Question

Each of the two drums and connected hubs of 250 mm radius has a mass of 105 kg and a radius of

gyration about its center of 370 mm. Calculate the angular acceleration of each drum. Friction in each
bearing is negligible.

Answer 1

the angular acceleration of each drum depends on the applied force F. If the force is known, then the angular acceleration can be calculated. If the force is not known, then the angular acceleration cannot be calculated.

Step-by-step explanation:

To find the angular acceleration of each drum, we can use the equation for rotational dynamics:

`I * alpha = F * r`

where I is the moment of inertia of the drum, alpha is the angular acceleration, F is the applied force, and r is the distance from the center of rotation to the point where the force is applied.

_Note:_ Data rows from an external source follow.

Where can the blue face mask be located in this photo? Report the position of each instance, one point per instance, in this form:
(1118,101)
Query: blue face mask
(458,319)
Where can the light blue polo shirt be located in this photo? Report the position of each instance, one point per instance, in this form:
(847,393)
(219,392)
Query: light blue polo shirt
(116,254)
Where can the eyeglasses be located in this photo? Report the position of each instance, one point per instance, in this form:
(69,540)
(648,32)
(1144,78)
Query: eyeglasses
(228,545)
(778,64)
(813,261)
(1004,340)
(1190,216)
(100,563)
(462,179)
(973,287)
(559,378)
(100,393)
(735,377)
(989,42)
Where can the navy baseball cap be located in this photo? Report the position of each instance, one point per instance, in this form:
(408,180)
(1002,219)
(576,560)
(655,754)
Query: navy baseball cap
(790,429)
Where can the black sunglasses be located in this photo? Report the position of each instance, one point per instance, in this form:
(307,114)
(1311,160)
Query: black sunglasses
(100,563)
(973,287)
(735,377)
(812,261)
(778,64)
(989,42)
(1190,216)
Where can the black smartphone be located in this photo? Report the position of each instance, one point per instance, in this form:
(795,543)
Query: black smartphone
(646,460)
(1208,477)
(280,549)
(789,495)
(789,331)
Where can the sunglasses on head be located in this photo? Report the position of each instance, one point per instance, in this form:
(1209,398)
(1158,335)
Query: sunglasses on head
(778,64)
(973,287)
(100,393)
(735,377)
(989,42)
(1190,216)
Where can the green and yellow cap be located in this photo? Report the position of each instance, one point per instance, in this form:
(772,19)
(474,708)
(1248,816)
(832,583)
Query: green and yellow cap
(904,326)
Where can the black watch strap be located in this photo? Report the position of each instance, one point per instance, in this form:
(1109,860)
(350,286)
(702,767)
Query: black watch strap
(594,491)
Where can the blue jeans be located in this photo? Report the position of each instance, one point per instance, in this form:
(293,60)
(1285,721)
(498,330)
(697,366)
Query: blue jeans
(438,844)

In this case, the moment of inertia of each drum is given by:

`I = mr^2`

where m is the mass of the drum and r is the radius of gyration. Substituting this expression into the equation above, we get:

`(m * r^2) * alpha = F * r`

Solving for alpha, we find that:

`alpha = F * r / (m * r^2)`

Substituting the given values, we find that the angular acceleration of each drum is:

`alpha = F * 250 mm / (105 kg * (370 mm)^2)`

This equation can be simplified to:

`alpha = F / (7.29 * 105 kg)`

So the angular acceleration of each drum depends on the applied force F. If the force is known, then the angular acceleration can be calculated. If the force is not known, then the angular acceleration cannot be calculated.